Police have opened an investigation into an electricity failure on a Sanyo Shinkansen Line train in Fukuoka Prefecture on Saturday caused by an aluminum plate falling off the train while it was traveling at 285 kph.

Police entered a West Japan Railway Co. depot in Fukuoka Prefecture and examined the train on suspicion of flawed maintenance and negligence resulting in injury. One passenger was injured in the incident.

JR West said electricity failed between Kokura and Hakata stations at around 5:30 p.m. Saturday, causing the Sakura 561 train to come to a sudden stop.

The railway checked the track and found the aluminum part in a tunnel. The plate, weighing 6.5 kg and measuring 71 cm by 62 cm, fell from the second car of the eight-car train bound for Kagoshima Chuo Station from Shin-Osaka Station.

After falling off the train, the plate ricocheted off the tunnel wall and the train, damaging it in three areas and also wrecking a wire that supplies electricity to the overhead cables, JR West said. The electricity is believed to have failed because the wire shorted out, it said.
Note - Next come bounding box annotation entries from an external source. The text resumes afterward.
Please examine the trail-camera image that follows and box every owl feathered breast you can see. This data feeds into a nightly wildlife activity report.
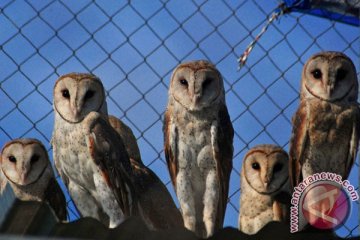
[163,95,234,228]
[289,51,360,186]
[290,99,360,186]
[52,112,136,216]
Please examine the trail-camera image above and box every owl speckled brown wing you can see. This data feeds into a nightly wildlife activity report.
[130,159,184,230]
[86,112,136,216]
[289,101,309,187]
[215,105,234,229]
[344,106,360,179]
[108,115,142,163]
[163,109,179,189]
[44,178,67,221]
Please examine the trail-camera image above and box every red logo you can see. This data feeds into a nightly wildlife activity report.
[301,182,350,229]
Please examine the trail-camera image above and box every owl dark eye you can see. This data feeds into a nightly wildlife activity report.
[61,89,70,99]
[85,90,95,100]
[203,78,212,88]
[311,69,322,79]
[273,163,283,172]
[180,79,189,86]
[336,68,347,80]
[251,162,260,170]
[30,154,40,163]
[9,156,16,163]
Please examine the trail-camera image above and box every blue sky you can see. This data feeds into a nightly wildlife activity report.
[0,0,360,236]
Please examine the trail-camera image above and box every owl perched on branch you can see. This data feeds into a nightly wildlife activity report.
[0,138,67,221]
[290,52,360,187]
[52,73,136,228]
[164,61,234,237]
[239,144,289,234]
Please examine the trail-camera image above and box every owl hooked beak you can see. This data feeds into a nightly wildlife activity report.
[263,174,272,189]
[19,165,29,185]
[326,82,335,97]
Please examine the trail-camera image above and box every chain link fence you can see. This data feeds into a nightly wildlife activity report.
[0,0,360,237]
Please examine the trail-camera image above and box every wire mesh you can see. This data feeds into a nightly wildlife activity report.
[0,0,360,237]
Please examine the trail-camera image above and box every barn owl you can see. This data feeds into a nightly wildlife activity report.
[0,138,67,221]
[52,73,136,228]
[164,60,234,237]
[239,144,289,234]
[290,52,360,187]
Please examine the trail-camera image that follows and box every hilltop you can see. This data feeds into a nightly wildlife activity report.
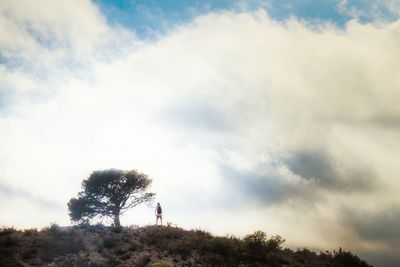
[0,224,371,267]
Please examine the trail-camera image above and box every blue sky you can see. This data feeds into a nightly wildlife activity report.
[0,0,400,266]
[94,0,396,38]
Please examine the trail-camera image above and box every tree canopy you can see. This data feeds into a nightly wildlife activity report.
[68,169,155,227]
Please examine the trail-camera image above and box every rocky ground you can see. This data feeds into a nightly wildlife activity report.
[0,224,376,267]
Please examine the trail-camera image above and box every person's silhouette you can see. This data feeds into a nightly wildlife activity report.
[154,203,162,225]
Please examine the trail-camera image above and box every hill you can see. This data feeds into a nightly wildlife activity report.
[0,224,371,267]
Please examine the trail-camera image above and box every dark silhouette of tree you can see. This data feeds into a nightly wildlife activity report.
[68,169,155,227]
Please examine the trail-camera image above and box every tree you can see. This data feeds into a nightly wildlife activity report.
[68,169,155,227]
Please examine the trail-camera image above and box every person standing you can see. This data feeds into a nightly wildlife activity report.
[154,203,162,225]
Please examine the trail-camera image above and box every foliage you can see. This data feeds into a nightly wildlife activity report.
[68,169,154,227]
[0,224,371,267]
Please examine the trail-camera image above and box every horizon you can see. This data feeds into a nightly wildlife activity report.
[0,0,400,266]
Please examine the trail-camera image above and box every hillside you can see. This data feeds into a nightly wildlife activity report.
[0,224,370,267]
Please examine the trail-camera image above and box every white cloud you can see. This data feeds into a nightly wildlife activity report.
[0,1,400,266]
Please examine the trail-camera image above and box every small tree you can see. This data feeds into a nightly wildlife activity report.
[68,169,155,227]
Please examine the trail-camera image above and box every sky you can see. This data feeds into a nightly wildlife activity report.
[0,0,400,266]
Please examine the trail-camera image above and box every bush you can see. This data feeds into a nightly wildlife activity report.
[146,261,174,267]
[21,248,38,260]
[0,227,18,236]
[103,237,118,249]
[24,228,38,236]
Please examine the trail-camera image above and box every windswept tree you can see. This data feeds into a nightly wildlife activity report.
[68,169,155,227]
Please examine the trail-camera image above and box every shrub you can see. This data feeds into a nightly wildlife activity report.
[146,261,174,267]
[21,248,38,260]
[24,228,38,236]
[0,227,18,236]
[103,237,118,249]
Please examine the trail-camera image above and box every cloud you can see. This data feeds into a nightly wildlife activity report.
[0,184,64,210]
[0,1,400,266]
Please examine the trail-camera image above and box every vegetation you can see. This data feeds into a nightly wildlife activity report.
[68,169,155,227]
[0,224,370,267]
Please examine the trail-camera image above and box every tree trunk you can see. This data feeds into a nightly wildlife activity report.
[114,212,121,227]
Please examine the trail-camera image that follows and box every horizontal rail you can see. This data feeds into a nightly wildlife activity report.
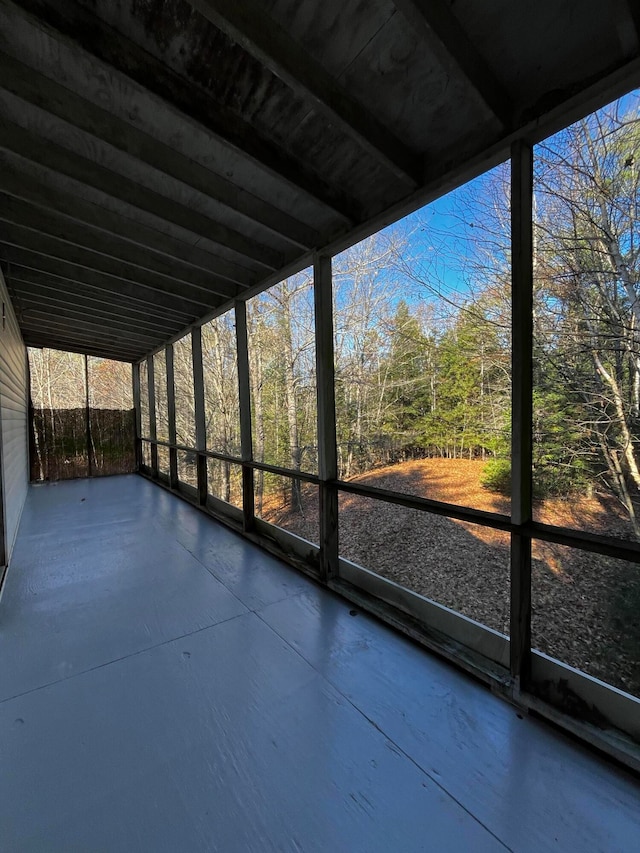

The nearly full train had about 500 passengers aboard.

A 26-year-old high school teacher from Kagoshima sustained minor injuries to her left wrist and elbow, the police said.

According to JR West, the metal plate had been examined within the previous two days and no abnormalities were found.

The incident caused delays of up to 97 minutes for 53 trains on the Sanyo Shinkansen Line, affecting about 15,100 passengers, during the already congested start of the Bon holidays.